By Ken Stern 

From the editor: The day after Earth Day 2024

 

April 24, 2024



Monday was the 54th anniversary of Earth Day, organized in 1970 as a teach-in on college campuses to emphasize the harm out-of-control pollution has on human health as well as the environment. In typical homo sapiens fashion, giant inflatable earth balls got tossed around, guitars were played and laughter and music filled the air. So, for 50 years the seriousness of human-fueled devastation danced with the joy of opening our eyes to the beauty and wonders of the natural world.

“It is only a little planet / but how beautiful it is” the poet Robinson Jeffers wrote over 75 years ago. It is, and the wonderous miracle of life is slowly tipping into catastrophe around this globe.

Last week, on April 16, Washington’s state Department of Ecology declared the entire state in drought except for a small sliver of South Puget Sound. The entire state! In April. Remember when April showers brought May flowers? Now there are many fewer April showers as the climate changes dramatically (summary, page 8).

As the planet takes another loop around the sun, it is hard to get past the small individual hours of living. An existential threat exhausts the mind as well as the soul. The hottest-year-ever record keeps getting broken. We keep driving to the grocery store.

Too many American corporations and governments are giving lip service to sustainability while insanely pursuing the status quo, the policies and politics of yesterday, the 20th century. What, is their whistling in the dark an intention to wait the changing environment out, until we miraculously return to the good old days? Supposedly a famous baseball player said decades ago, “Let’s use it all up before we run out.”

The existential threat of climate change is one reality, parsed by facts, data, studies and science. Others in our nation are most heated up by the dangers they see in out-of-control immigration. They certainly have numbers on their side, as more and more people flee to find refuge in this, the greatest country in the world. Who wouldn’t come here? All of our ancestors did, unless we are indigenous.

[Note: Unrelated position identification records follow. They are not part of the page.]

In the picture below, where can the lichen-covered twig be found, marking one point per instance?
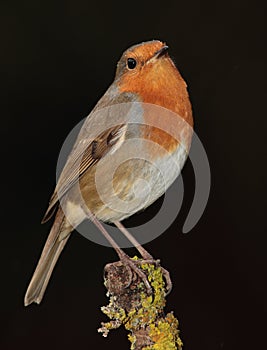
(141, 314)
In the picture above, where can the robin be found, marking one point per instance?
(151, 99)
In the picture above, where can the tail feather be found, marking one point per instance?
(50, 254)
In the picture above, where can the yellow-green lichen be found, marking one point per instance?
(146, 319)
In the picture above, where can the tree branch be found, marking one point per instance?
(141, 314)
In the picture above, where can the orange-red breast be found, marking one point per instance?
(145, 77)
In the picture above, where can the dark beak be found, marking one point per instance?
(161, 52)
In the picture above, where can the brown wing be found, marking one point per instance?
(80, 161)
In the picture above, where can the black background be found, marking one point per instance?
(57, 59)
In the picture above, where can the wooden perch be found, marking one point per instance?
(141, 314)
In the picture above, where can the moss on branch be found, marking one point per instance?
(141, 314)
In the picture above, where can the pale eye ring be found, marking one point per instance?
(131, 63)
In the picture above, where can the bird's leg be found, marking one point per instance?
(125, 259)
(148, 258)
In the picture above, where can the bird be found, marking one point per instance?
(151, 99)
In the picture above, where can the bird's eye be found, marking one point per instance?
(131, 63)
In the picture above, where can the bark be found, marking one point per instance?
(141, 314)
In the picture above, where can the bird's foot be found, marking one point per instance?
(134, 266)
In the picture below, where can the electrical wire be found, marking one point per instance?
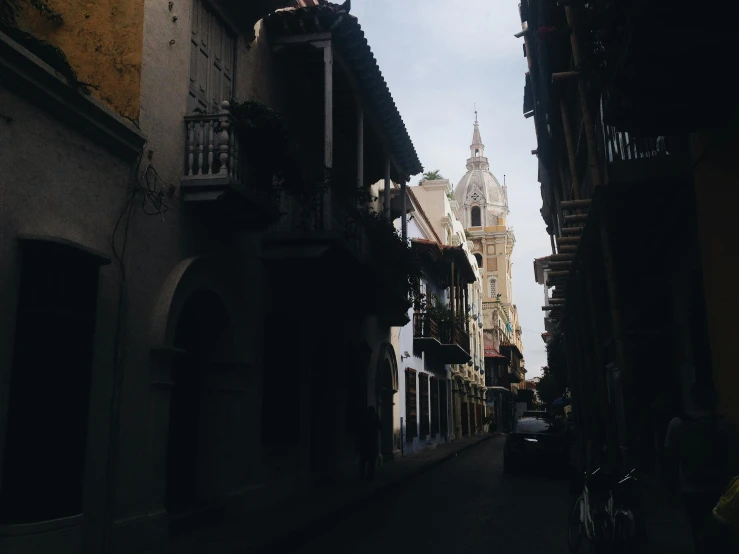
(153, 203)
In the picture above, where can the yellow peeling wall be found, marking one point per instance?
(103, 41)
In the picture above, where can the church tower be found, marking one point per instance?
(483, 208)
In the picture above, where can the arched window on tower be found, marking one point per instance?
(493, 288)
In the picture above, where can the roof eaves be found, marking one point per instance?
(352, 44)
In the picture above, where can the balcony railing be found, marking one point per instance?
(425, 326)
(448, 341)
(215, 162)
(624, 147)
(212, 146)
(319, 215)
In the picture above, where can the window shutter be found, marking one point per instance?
(410, 404)
(424, 383)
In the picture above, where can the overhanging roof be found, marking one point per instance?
(352, 46)
(458, 255)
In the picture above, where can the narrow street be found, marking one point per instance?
(464, 505)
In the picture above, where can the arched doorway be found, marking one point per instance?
(203, 332)
(387, 386)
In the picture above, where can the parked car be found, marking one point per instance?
(536, 441)
(541, 414)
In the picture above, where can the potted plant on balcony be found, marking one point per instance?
(393, 258)
(272, 154)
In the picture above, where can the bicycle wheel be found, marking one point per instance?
(577, 539)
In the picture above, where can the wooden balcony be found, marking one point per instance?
(456, 343)
(446, 342)
(635, 160)
(214, 179)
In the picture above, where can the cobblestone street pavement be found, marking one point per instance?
(464, 505)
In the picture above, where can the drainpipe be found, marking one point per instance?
(114, 419)
(403, 207)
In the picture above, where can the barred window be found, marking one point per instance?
(411, 413)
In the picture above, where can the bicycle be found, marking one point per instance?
(608, 525)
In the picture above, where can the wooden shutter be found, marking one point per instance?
(411, 415)
(424, 384)
(443, 406)
(212, 52)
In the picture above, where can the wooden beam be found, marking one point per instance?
(568, 240)
(567, 263)
(564, 75)
(570, 149)
(360, 147)
(572, 230)
(574, 204)
(587, 119)
(328, 77)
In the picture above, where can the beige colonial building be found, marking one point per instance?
(481, 205)
(468, 379)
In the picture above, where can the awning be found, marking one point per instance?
(493, 353)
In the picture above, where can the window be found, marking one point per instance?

But whatever drives this passion against immigrants, be it anger, fear, worry or patriotism, and whether the concern is at our southern border or our own neighborhoods – though not so much in Skagit County, where the foreign-born are mostly working hard in the fields, our yards or in or on our homes – immigrants will not bring about ecosystem collapse.

Between a dry, fiery or storm-swept countryside and a land swarming with people looking for paradise, many of us cannot find or measure the threats as being equal.

That is one reason to hold elections, so the majority of people casting their ballots can win that one day on deciding what is important.

What odd people live on this small, beautiful planet.